While there is a fierce debate over privacy in the wake of Aadhaar being made mandatory for many schemes and even for filing Income Tax (IT) returns, a recent order of the Central Information Commission (CIC) raises some serious questions about the privacy of the IT returns filed by an assessee.
IT Returns of the Appellant downloaded by a third party
The appeal in the CIC was filed by one Mr. Badal Satapathy of Bhubaneshwar. He had earlier filed an application under the RTI act with the IT department seeking information on 08 points including the details about the data security/sharing policies practiced by the income Tax Department, and the grounds on which the financial details filed by an IT assesse could be made available to a third party/public. The appellant contended that his ITR details for the Financial Years 2005 to 2011 were downloaded on 19th December 2012 by the owner of two different USER IDs and shared with a third party without his consent. He also sought to know if the above mentioned activity attracts penal provisions under Indian Penal Code/ IT Act,1961.
The RTI application makes rounds and transferred from one to another 16 times
During the course of the appeal hearing, it was revealed that the appellant was notified of the transfer of his RTI application 16 different times. The original application was transferred to the Central Public Information officer (CPIO) in the office of DGIT(Systems), New Delhi. Later it was transferred to the CPIO in the office of ADG(Systems)-3. Subsequently it was transferred to the CPIO in the office of ADG(S)-1, New Delhi and ITO, Jeypore. Thereafter, it was transferred to the CPIO in the office of CIT-TDS, Ghaziabad. Dissatisfied by the response of the CPIO, the Appellant made a first appeal.
The IT Department has very often denied disclosure of IT Returns to a 3rd Party
During the course of the hearing, the CIC observed that the IT department, the Supreme Court and various High Courts have often denied disclosure of IT returns. The Supreme Court in Girish Ramchandra Deshpande vs.
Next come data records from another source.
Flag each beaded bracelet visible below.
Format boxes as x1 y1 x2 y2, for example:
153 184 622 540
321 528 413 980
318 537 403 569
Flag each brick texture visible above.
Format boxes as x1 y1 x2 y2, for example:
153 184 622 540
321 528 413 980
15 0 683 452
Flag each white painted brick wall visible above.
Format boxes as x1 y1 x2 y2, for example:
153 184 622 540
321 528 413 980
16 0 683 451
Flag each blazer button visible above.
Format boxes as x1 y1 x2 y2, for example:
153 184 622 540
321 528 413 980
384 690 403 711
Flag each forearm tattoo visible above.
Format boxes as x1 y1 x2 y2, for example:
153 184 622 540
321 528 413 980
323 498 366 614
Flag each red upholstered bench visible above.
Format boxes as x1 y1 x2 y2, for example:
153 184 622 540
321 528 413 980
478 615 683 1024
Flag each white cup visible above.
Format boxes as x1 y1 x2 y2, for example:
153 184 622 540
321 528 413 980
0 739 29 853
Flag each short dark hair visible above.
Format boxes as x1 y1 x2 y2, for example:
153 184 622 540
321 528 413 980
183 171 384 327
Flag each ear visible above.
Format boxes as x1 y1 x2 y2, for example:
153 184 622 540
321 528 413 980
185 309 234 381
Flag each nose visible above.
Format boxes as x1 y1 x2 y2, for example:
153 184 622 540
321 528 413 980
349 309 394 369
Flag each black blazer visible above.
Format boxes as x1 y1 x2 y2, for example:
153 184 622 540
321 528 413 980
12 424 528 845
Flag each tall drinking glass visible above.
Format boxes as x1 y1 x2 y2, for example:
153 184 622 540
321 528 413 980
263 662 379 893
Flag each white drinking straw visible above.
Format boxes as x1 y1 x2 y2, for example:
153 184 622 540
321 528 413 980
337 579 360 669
Central Information Commission & ors held that the details disclosed by a person in his income tax returns are “personal information” which stand exempted from disclosure under clause (j) of Section 8(1) of the RTI Act, unless involves a larger public interest.
The same was reiterated by many High Courts including the Bombay High Court which held that the records relating to Income Tax are held by the Department in a fiduciary capacity, hence the Department owes a bounden duty to ensure that personal and confidential information of a tax payer was held in the safest and secure manner.
As a matter of fact, the IT department has itself routinely denied disclosure of IT returns on multiple occasions citing the court judgments and Sec 8(1)(j) of the RTI act. They often cite privacy” and data held in “fiduciary capacity” as the reasons for denying information.
‘Revamping IT Systems to ensure maximum Data Privacy’ says IT Department
When the IT department was asked about the mechanism in place to protect the privacy of the assessee, it was mentioned that the IT Department was in the process of revamping their system software to ensure maximum data privacy. A new module was proposed to be inducted which is undergoing trials currently. The department added that the new software would address most of the issues pertaining to data security. In other words, the department accepted that the current system was not fool proof.
The CIC in fact observed that the record keeping in the IT department was in an outdated format and not upgraded utilizing the modern technological tools. The CIC in its order directed the IT Department to investigate the root cause of the leakages of confidential data filed by the Tax Payers and plug the loopholes. The CIC gave 30 days for the investigation.
It is ironic that the IT department which regularly denies disclosure of IT returns citing the privacy clause of the RTI act does not seem to have the necessary mechanism in place to protect the privacy of the tax payers.